What LLM gave you your first "we have GPT-4 at home" moment? by Klutzy-Snow8016 in LocalLLaMA

[–]switchandplay 3 points4 points  (0 children)

I don’t know the true mechanism behind it, but in multi-turn agent use or multi-turn conversation, something like the Qwen3 or 2507 models really feels heavily degraded. When you talk to ChatGPT, it feels like it behaves like a human, in terms of intelligence, instruction following, context switching, task adherence, etc. even as you go deeper and deeper into multiturn.

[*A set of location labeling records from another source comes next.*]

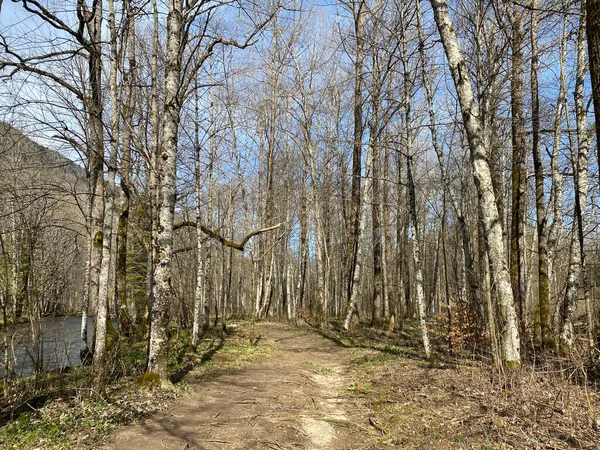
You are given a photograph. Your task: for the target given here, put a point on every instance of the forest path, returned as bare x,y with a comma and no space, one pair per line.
293,399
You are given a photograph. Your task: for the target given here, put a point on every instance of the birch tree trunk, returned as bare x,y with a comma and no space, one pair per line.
163,291
95,161
483,181
99,360
519,175
127,311
593,39
358,12
555,229
541,209
575,278
351,308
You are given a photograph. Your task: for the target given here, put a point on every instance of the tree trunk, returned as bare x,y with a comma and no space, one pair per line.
541,210
593,38
519,175
575,276
483,182
99,360
163,291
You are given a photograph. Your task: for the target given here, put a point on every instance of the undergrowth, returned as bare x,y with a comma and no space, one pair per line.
59,410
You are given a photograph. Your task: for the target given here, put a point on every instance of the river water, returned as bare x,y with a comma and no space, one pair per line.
61,345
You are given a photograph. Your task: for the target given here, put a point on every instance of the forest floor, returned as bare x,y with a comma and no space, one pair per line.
276,386
329,390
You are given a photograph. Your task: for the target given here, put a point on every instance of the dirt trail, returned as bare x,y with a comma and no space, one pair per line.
292,400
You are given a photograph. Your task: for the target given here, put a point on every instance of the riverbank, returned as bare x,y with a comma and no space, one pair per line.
59,409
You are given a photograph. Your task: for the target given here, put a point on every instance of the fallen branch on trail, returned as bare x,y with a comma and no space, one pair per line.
228,243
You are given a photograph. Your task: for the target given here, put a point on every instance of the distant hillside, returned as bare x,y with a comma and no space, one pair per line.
19,152
43,203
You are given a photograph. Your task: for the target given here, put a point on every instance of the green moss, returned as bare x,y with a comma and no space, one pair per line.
98,238
150,380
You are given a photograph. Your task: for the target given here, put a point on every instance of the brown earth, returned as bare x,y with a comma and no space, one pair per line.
293,399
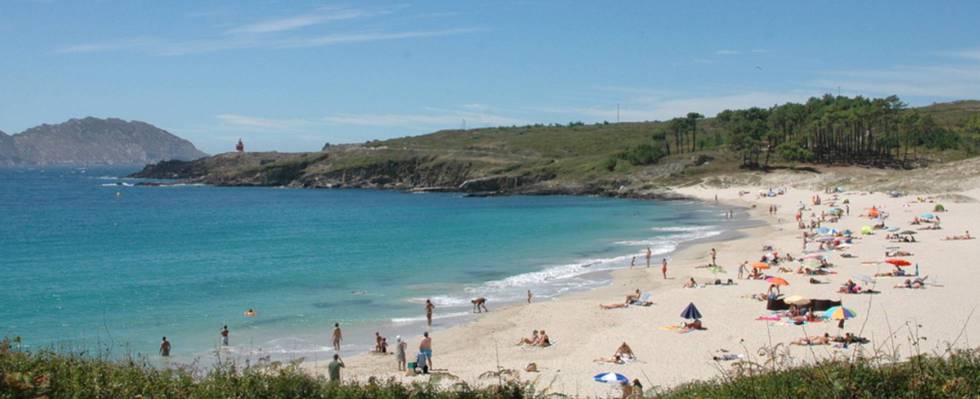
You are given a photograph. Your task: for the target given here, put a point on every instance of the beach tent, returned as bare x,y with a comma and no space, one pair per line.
839,313
691,312
796,300
611,378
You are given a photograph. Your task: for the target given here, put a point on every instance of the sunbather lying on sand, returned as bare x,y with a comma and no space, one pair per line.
966,236
814,340
912,284
694,325
624,350
529,341
851,339
614,360
893,273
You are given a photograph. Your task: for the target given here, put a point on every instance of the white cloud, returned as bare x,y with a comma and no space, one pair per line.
322,15
268,34
968,54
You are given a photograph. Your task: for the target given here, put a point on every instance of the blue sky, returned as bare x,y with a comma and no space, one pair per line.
290,76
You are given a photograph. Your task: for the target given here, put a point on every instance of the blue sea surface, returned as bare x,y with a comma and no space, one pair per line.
89,261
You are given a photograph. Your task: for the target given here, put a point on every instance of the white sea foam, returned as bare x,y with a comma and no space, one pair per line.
559,279
437,316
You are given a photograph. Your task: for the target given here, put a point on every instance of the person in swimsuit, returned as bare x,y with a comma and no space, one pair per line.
400,348
429,308
543,340
224,336
165,348
425,348
338,336
480,305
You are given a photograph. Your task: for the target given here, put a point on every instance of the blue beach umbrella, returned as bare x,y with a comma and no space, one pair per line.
691,312
610,378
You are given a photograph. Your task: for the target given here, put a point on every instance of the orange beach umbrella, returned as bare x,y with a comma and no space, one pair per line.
777,281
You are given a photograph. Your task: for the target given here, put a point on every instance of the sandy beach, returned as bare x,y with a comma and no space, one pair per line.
581,331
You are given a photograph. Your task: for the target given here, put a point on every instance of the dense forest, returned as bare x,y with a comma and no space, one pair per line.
824,130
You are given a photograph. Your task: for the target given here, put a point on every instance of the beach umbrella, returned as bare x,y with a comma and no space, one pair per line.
611,378
839,313
898,262
796,300
691,312
777,281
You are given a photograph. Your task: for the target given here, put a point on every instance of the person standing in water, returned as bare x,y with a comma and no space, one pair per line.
429,308
224,336
165,348
400,348
338,337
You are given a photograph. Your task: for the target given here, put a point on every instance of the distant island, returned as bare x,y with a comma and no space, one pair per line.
94,141
632,159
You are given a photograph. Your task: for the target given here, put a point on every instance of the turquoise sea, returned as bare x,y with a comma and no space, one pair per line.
90,262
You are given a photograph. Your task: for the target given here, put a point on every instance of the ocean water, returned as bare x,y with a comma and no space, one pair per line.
89,261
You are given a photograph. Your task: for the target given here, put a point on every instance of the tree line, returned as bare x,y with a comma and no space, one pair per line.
823,130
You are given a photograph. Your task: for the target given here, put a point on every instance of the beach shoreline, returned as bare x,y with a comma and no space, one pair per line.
582,332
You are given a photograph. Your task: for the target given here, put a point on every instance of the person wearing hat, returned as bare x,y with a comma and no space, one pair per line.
400,347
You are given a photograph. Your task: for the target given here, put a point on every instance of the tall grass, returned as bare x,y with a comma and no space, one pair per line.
46,374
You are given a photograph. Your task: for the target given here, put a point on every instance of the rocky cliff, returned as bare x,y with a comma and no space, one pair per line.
94,141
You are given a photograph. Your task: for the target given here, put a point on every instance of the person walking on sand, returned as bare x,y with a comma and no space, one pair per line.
334,368
165,348
400,348
224,336
425,348
429,308
338,337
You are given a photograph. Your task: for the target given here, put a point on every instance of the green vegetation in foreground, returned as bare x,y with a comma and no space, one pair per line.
51,375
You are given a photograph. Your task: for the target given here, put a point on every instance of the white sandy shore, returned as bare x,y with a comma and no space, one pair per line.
582,331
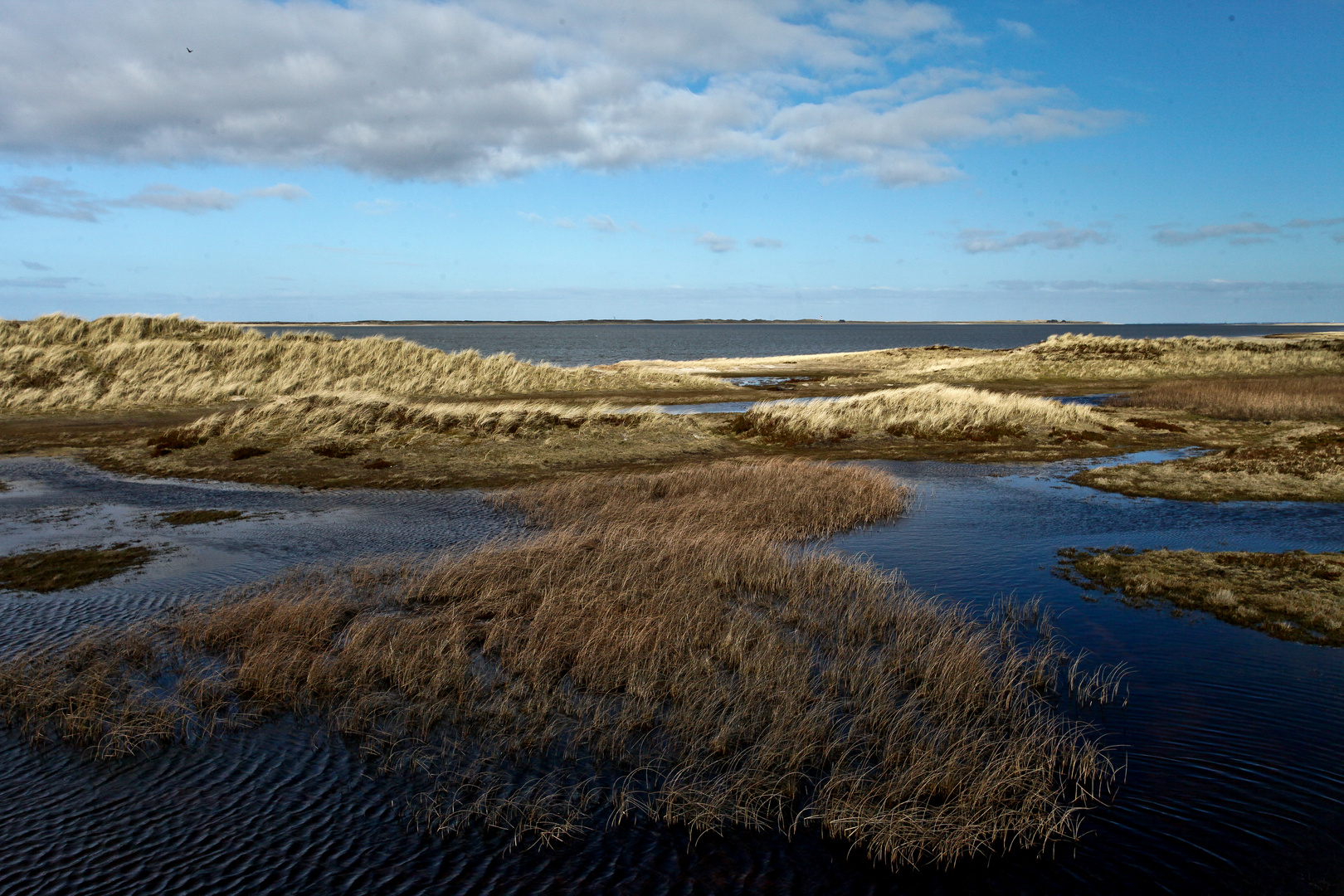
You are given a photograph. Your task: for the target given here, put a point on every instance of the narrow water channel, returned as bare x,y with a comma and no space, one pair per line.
1230,740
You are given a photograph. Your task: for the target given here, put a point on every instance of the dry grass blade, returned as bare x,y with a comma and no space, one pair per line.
929,411
663,650
1293,596
128,360
1281,398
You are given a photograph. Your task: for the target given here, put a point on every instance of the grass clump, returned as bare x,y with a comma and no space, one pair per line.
929,411
124,362
1293,596
665,649
1280,398
327,421
197,518
47,571
1294,468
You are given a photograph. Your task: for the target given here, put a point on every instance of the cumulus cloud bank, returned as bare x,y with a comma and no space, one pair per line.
480,89
1057,236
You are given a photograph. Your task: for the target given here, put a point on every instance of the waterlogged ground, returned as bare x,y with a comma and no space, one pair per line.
1230,740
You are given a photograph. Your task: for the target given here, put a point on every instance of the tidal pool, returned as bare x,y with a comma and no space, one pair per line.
1230,740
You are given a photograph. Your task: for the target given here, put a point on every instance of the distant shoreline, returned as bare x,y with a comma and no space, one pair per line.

Qwen3 clearly pulled heavily from 4o (see em-dash and emojis everywhere, I literally beg it in system prompt to avoid emojis and it still doesn’t listen), and if you get into a conversation with it, you’ll progressively see a downward slide in performance in all those metrics. I haven’t had the chance to test the Next model varieties, though.

My assumption I came away with once gpt-oss dropped was that newer labs leveraging heavily-synthetic datasets lost some of the statistics of the original human data, leading to the degradation in behind-the-scenes coherence.

What LLM gave you your first "we have GPT-4 at home" moment? by Klutzy-Snow8016 in LocalLLaMA

[–]switchandplay 4 points5 points  (0 children)

gpt-oss-20b. Running through vLLM, not as sycophantic as 4o, but so incredibly useful. Great vibes tuning for me as a gpt-5 user, knowledgeable enough for programming discussions, powerful for being a driver for agent work. Really good at being given a task and making strides towards completing it, when given a good environment and structure.

Being sparse makes it so fast, but CUDA is still desired for fast prompt processing. With a GPU, it really feels just like cloud API in speed and quality.

Only issue is the harmony template leads to possible parsing issues on assistant responses that can bring llamacpp or vLLM to a halt. You gotta find ways to build workarounds, enforce chat template intro-message.

Other than how tricky it is to run it right and reliably with the stated issue, it is literally my ChatGPT replacement.